I still have a mound of quinces in the kitchen and today I’m going to fill the house with the unforgettable perfume of their bubbling sugary paste. The firm jelly, Membrillo (or dulce de membrillo in Spanish – membrillo just means quince – let’s get pedantic!), is perfect with Sheep’s cheese, the best known being Manchego. I love it with lots of other cheeses too especially anything blue. The Italians eat their version, cotognata, chopped into cubes as little sweeties. The Portuguse add a little dash of port with a pinch of cinnamon and call their quince paste marmelada (a quince is a marmelo and so there, apparently, is the origin of marmalade) Now I’m rambling as usual and I’d promised myself to do my first quick post ever. So here it is – a recipe from my first book The Food of Northern Spain which, rather conveniently has a beautiful picture of the quince and the paste on the cover. Jean Casals is a master of food photography and so I’ll happily use his image here instead of trying to cobble something together myself.
My recipe is very traditional except for the last little section – the microwave tip! Now my microwave is usually reserved for melting chocolate, butter and perhaps re-heating a soup but I decided to give this shortcut a stab a few years ago and now, unless I’m making catering quantities of membrillo, it’s my foolproof method.
Dulce de membrillo
1 kg/ 2 lb quinces
750 g / 1 ½ lb sugar- approximately (see method)
Wash the quinces and wipe off any of the suede-like down but leave the skin on. Now remove the core and cut the fruit into small rough chunks. Don’t worry about the fruit discolouring your paste will be a deep rusty brown by the time you have finished.
Place the fruit in heavy pan with about 300 ml/½ pint water. Boil the quince until it softens, about 20 – 30 minutes and then strain off the water.
Now you need to make a puree, and by far the best piece of equipment for this is the mouli-légumes, (or pasapurés as it’s known in Spain) as you want to leave all the skin behind. You could use a potato masher and then push the puree through a fine sieve but it would be a lot more faff and your mouli will always make the best mashed potato in the world so it’s worth the investment.

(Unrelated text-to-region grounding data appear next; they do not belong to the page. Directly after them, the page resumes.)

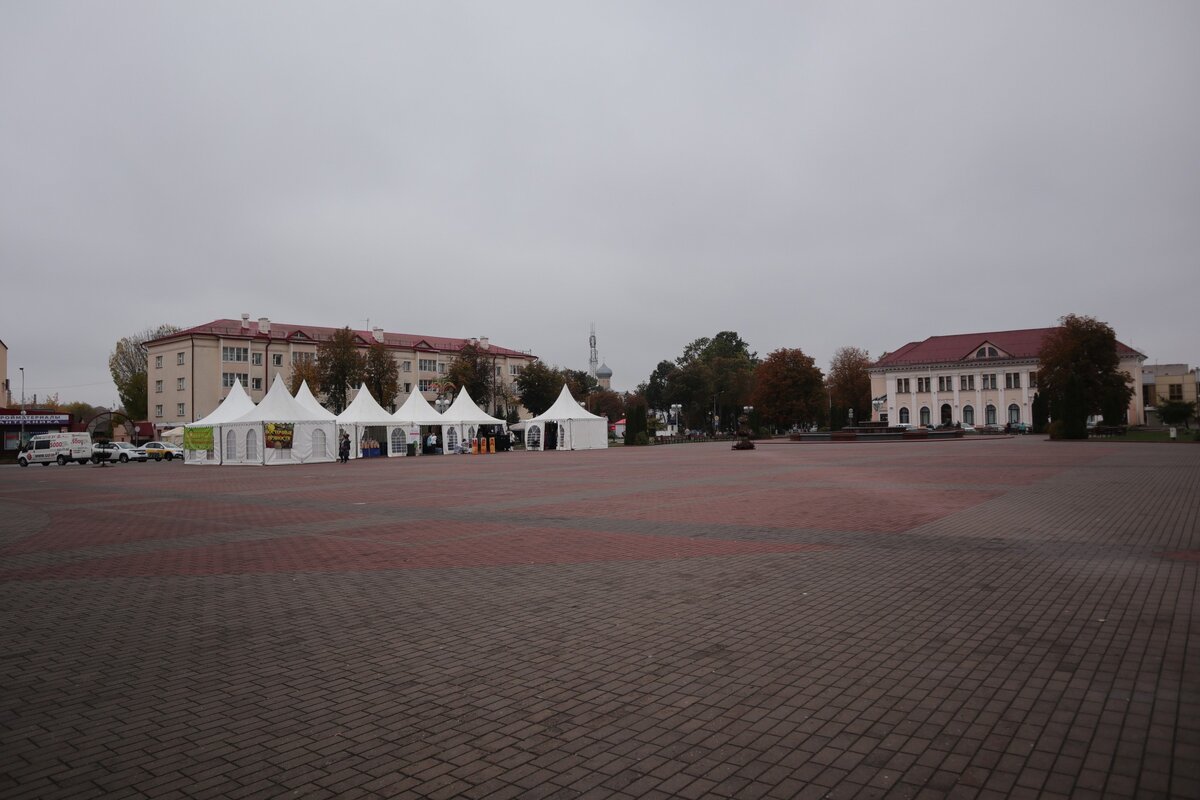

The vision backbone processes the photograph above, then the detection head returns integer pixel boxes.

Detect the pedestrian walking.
[339,432,351,464]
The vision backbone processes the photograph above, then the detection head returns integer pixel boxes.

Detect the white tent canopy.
[526,385,609,451]
[437,388,505,454]
[183,379,258,464]
[294,380,337,421]
[337,384,408,458]
[218,374,337,465]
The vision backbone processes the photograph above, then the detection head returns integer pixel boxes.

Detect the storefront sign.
[183,427,214,450]
[0,414,70,425]
[264,422,294,448]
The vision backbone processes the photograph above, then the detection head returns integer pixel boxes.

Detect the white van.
[17,432,93,467]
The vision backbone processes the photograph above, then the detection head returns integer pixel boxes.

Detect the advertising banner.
[264,422,295,449]
[183,427,214,451]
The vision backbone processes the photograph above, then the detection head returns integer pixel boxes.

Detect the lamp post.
[670,403,682,435]
[733,405,755,450]
[19,367,25,447]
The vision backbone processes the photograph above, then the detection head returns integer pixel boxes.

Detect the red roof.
[873,327,1142,368]
[149,319,533,359]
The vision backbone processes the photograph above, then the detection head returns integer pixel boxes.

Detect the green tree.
[590,388,625,423]
[826,346,873,424]
[363,342,400,410]
[317,327,366,413]
[1030,391,1048,434]
[751,348,825,431]
[1157,397,1196,429]
[624,397,649,445]
[109,324,180,419]
[1038,314,1134,436]
[561,369,598,407]
[446,342,493,407]
[288,359,321,397]
[515,360,564,416]
[643,360,676,411]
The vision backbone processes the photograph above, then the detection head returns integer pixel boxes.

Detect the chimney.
[478,337,490,350]
[258,317,270,334]
[372,326,385,343]
[241,313,250,330]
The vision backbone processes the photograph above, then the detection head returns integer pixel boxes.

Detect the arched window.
[986,404,997,425]
[920,407,931,426]
[940,404,952,426]
[899,407,910,424]
[1008,404,1020,424]
[226,429,237,460]
[975,346,998,358]
[313,428,328,458]
[558,424,567,450]
[527,425,542,450]
[446,428,459,452]
[390,428,406,455]
[963,405,974,425]
[246,430,258,461]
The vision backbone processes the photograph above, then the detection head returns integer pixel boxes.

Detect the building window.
[418,358,437,372]
[418,379,435,392]
[177,403,186,417]
[223,372,249,388]
[222,346,249,362]
[1168,384,1183,401]
[177,377,185,391]
[1005,372,1021,389]
[401,361,412,373]
[920,406,930,426]
[917,377,931,393]
[155,380,163,394]
[510,364,524,376]
[177,352,185,366]
[437,362,446,374]
[960,375,975,391]
[938,376,954,392]
[252,377,262,391]
[986,404,997,425]
[252,352,262,366]
[292,352,315,365]
[155,355,163,369]
[963,405,974,424]
[896,378,910,393]
[899,407,910,424]
[1008,403,1020,424]
[155,404,163,418]
[403,382,412,393]
[982,374,997,390]
[1028,371,1038,388]
[975,346,998,358]
[272,354,283,367]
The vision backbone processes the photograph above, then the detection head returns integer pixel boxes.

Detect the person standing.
[339,432,351,464]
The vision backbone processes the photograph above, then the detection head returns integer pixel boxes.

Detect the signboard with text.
[183,427,214,451]
[0,414,70,425]
[264,422,294,449]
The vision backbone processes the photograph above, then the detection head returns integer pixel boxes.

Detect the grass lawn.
[1100,428,1199,443]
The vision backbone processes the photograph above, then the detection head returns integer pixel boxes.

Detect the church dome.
[596,363,613,378]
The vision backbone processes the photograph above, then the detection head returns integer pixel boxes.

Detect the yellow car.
[141,441,184,461]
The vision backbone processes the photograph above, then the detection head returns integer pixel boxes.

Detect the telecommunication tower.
[588,323,599,379]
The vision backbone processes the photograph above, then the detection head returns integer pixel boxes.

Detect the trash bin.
[407,442,417,457]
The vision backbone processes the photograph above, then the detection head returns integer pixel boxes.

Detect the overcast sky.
[3,1,1197,407]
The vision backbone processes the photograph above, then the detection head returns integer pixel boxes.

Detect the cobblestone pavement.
[1,438,1196,799]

Now weigh the puree and add an equal weight of sugar.
Cook really gently until the sugar has dissolved and then turn up the heat and boil until the mixture thickens. This will probably take at least an hour of fairly constant stirring, so have a relay organised and just make sure you have good oven-gloves and wear long sleeves; the hot jelly spits like volcanic lava. The puree will thicken up and turn deep red and the spoon will virtually stand up by itself.
Now spread the paste out in a layer about 3 cm/1 inch thick in a tin about 20 cm/ 6 inches square, lined with greased paper. Allow to set for about 12 hours.

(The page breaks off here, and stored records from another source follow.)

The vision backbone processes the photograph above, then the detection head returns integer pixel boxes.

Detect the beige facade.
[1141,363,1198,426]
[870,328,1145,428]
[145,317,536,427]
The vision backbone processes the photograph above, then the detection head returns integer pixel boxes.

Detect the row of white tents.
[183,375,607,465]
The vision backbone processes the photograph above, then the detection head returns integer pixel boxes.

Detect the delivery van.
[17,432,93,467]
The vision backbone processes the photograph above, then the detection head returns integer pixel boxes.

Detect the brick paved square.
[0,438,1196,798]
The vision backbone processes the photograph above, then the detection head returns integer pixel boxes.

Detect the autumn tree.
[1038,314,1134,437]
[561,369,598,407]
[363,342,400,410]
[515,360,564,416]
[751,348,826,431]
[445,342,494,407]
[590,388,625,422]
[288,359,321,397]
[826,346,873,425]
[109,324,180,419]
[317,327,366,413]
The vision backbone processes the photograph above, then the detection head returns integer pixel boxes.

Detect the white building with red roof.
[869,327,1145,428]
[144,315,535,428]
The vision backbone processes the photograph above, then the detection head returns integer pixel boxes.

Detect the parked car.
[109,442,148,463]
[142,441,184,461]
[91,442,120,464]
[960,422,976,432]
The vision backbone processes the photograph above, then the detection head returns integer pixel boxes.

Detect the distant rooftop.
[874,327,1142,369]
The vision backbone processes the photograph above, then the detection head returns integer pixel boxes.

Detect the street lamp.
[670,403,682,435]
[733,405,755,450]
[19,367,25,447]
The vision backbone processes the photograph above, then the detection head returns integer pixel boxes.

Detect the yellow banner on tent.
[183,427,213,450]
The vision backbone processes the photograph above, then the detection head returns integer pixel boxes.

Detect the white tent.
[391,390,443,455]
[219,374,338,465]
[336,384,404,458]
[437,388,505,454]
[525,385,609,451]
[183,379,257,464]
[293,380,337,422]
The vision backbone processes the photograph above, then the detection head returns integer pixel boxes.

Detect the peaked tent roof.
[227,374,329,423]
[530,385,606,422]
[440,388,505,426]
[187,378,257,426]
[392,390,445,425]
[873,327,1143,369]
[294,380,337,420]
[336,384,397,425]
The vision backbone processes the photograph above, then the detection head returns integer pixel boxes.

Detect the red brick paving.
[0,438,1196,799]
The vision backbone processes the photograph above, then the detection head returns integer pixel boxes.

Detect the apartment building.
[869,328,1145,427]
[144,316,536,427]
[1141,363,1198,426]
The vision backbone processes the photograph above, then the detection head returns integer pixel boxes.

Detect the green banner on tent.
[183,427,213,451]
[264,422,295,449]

& now for the life’s too short microwave method:
Once you have your fruit puree mixed with the sugar, then place it in a deep glass bowl, with plenty of room for expansion as it will bubble up quite a bit.Cover with microwave cling film. Now microwave on medium for 10 -15 minutes and then give it a stir (take great care it could give you a nasty burn). Repeat the process 2 more times until the paste is really dark and thick. You may need to increase or decrease the time a little according to your microwave. Tip out onto the greased paper as before.
And just a couple of ideas:
* You can make the paste with apples too – I came across a dulce de manzana in The Basque Country, served with local Idiazabal cheese. Use the same method but add just 100g more sugar. I made some last year, using eaters rather than cookers and it reminded me of the deeply appley-caramelised flavour of Tarte Tatin.
*I’ve just discovered this Ottolenghi recipe that I will just HAVE to try : Membrillo and Stilton Quiche. Aargh mouth’s watering – I need to go for some lunch.